You probably know this one. When using location-based services (LBS) such as Facebook Places and Foursquare on your cell phone, you "check-in" to the places you go. I checked in myself and a couple of friends from the lounge in the Driskill Hotel here in Austin, for instance. Some location-based services allow you wrap other content around your check-in: my friends and I could comment on what happened at the Driskill last night, or we could post pictures from the place.
Gamification is a way of getting people to complete a mundane task. Location-based services became famous for using games and prizes to get people to "check-in" to locations using their app. When you check in to a place using Gowalla, for example, your Gowalla passport is stamped and you pick up place-based trinkets (i.e. a margarita at a Mexican restaurant, a tour bus at a concert venue, etc.).

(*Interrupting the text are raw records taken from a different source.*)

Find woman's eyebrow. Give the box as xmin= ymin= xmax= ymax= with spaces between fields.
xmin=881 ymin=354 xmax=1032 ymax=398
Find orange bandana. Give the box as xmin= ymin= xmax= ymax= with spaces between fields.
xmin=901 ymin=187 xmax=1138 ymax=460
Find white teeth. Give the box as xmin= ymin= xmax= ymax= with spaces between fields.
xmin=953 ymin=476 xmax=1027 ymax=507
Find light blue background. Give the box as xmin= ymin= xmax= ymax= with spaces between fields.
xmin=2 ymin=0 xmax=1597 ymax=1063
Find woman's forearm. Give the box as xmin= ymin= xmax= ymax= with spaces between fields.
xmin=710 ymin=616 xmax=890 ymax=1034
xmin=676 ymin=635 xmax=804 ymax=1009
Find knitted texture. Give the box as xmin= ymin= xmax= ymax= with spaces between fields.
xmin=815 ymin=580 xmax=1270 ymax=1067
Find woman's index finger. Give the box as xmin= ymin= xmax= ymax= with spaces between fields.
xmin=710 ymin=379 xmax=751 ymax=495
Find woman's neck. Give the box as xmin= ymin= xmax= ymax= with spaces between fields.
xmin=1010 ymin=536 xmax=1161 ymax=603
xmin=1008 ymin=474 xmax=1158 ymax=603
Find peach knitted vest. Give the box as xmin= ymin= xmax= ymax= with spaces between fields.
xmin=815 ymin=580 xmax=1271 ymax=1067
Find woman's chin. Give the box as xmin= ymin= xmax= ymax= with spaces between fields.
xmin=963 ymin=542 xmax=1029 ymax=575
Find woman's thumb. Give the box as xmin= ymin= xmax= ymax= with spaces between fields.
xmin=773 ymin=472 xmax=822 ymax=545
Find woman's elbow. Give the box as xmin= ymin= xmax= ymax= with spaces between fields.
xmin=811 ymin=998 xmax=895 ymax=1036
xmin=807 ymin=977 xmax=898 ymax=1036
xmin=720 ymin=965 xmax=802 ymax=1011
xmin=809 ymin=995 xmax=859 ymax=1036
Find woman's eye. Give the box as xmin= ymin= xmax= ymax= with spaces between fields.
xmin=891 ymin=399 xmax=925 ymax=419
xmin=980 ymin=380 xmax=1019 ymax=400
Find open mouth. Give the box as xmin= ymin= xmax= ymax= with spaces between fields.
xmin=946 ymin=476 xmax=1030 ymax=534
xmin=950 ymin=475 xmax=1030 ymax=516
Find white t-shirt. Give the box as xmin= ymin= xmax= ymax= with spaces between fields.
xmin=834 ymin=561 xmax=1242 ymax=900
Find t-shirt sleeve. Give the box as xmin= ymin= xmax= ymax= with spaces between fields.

The Facebook game Farmville is about gamification and little else; the act of earning points by skillfully managing growing and selling crops is the draw for the wildly popular game. Another app makes a game out of creating and processing invoices. Another app gives you points for answering your emails. The list goes on and on.
SCVNGR Chief Ninja Seth Priebatsch said during a keynote here said that gaming mechanics will be the dominant theme in app development in the next decade.
Near field communication, or NFC, is a short-range radio technology that allows an "initiator" device (such as a smartphone) to send a signal to a target within a distance of 4 centimeters. NFC chips are being built into phones for mobile payments, but in the context of location-based services they could be used to automate check-ins. That is, when you want to check in at your favorite restaurant (to earn a free margarita, perhaps), you no longer have to open an app and search for the "check-in" button on your phone; your phone checks you in automatically. This alone might make people more likely to use location-based services.
A Geo-fence is a virtual perimeter around a real-world location that can be detected by a mobile device running a location-based service (LBS). Such a fence might exist around a place of business, so that when an LBS user passes in or out of that boundary, their phone might pop up a message asking the user to complete some action. For example, when you come within 20 yards of a Pizza Hut, the location-based service on your phone might ask you to check in there, or offer you a pizza coupon.
In order for location-based services to work, they must have access to a large database of places. The LBS uses this data to suggest a list of nearby places from which the user can choose to check in. The locations of these places are determined through triangulation of their locations with the ranges of Wi-Fi networks and cellular networks, and sometimes GPS networks. As the bandwidth and capacity of these networks improves, the exact locations of places will be placed far more precisely. This might allow for the inclusion of indoor places (such as shops in a shopping mall) to be included in the places databases.